Bloomberg had previously reported that crypto entrepreneur Justin Sun was the buyer, but Sun later said that he'd been outbid at the last minute.
The sale is a watershed moment for NFTs, or non-fungible tokens—blockchain-based collectibles that have become a popular medium for digital art; in recent weeks, big-name artists like Grimes and Kings of Leon have sold NFTs for millions of dollars.
Decrypt spoke to Metakovan last year after he dropped $100,000 on a race car add-on for a blockchain video game.
“I don’t believe there is really an upper limit to how much one would pay [for an NFT],” he said at the time. “But I believe there will be someone who creates a very unique NFT, something that captures imagination. I'll be there for that auction.”
Metakovan is based in Singapore, and has said he’s a Y Combinator alumnus. He also hinted that “it's not that hard to find out who I am IRL.” He’s also the driving force behind Metapurse, a dedicated NFT fund.

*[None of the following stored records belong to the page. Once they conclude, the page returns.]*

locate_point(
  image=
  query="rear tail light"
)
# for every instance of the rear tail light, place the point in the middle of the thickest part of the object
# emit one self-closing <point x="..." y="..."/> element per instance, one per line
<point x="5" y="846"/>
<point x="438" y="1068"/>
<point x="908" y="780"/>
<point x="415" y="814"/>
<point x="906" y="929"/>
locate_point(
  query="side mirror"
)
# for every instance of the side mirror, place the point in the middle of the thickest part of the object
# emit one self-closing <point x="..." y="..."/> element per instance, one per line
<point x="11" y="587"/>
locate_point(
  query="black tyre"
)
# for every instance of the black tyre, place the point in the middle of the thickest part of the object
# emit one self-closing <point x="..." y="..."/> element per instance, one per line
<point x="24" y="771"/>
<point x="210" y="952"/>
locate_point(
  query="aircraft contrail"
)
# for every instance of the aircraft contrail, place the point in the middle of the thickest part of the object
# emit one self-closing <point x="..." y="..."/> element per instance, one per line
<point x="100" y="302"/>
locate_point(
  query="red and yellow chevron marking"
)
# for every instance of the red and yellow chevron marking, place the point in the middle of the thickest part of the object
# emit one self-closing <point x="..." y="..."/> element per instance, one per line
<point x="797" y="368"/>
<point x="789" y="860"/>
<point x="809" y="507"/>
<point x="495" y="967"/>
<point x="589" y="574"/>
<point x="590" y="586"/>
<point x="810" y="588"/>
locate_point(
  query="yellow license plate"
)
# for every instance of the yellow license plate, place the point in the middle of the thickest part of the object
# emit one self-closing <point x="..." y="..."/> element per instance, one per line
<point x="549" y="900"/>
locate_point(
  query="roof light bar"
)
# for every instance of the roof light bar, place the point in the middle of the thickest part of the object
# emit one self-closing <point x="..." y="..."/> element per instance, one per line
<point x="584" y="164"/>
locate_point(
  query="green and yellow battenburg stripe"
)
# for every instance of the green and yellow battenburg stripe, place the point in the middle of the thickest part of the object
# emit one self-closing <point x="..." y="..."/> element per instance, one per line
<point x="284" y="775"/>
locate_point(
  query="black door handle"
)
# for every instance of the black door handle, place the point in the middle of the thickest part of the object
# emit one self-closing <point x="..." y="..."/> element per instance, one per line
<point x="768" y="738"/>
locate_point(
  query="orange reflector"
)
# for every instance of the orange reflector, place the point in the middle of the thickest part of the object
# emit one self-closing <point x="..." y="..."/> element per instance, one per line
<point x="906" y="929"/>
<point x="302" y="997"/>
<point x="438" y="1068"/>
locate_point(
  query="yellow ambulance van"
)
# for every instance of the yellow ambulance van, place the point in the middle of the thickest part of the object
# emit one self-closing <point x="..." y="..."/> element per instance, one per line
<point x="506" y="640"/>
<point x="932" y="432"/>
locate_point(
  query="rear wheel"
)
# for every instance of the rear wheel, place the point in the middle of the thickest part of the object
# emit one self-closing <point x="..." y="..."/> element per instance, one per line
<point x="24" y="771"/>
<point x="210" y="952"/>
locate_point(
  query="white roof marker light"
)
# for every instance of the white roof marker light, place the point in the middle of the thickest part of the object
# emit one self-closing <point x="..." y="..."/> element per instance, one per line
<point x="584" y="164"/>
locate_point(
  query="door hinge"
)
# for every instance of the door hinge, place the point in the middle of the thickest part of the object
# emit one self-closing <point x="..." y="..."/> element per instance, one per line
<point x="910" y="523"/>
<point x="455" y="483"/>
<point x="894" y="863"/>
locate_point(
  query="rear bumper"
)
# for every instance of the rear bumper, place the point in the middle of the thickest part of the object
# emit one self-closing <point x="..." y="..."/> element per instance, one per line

Beeple's Magnum Opus: It was us. https://t.co/fsz5L6Rokw
— Metapurse.eth (@metapurse) March 12, 2021
When Metakovan bought that virtual race car, NFTs were a niche market within the already-niche crypto ecosystem. Today, his $69 million Beeple purchase was on the front page of the Wall Street Journal.
Beeple, too, arrived out of the blue late last year, when he sold a collection of digital art through the Winklevoss twins’ NFT marketplace, Nifty Gateway, for around $3.5 million. The $69 million work, titled The First 5000 Days, is a collage of pieces made daily over the course of 5,000 days.
In the Christie’s press release, Metakovan said “it is worth $1 billion.”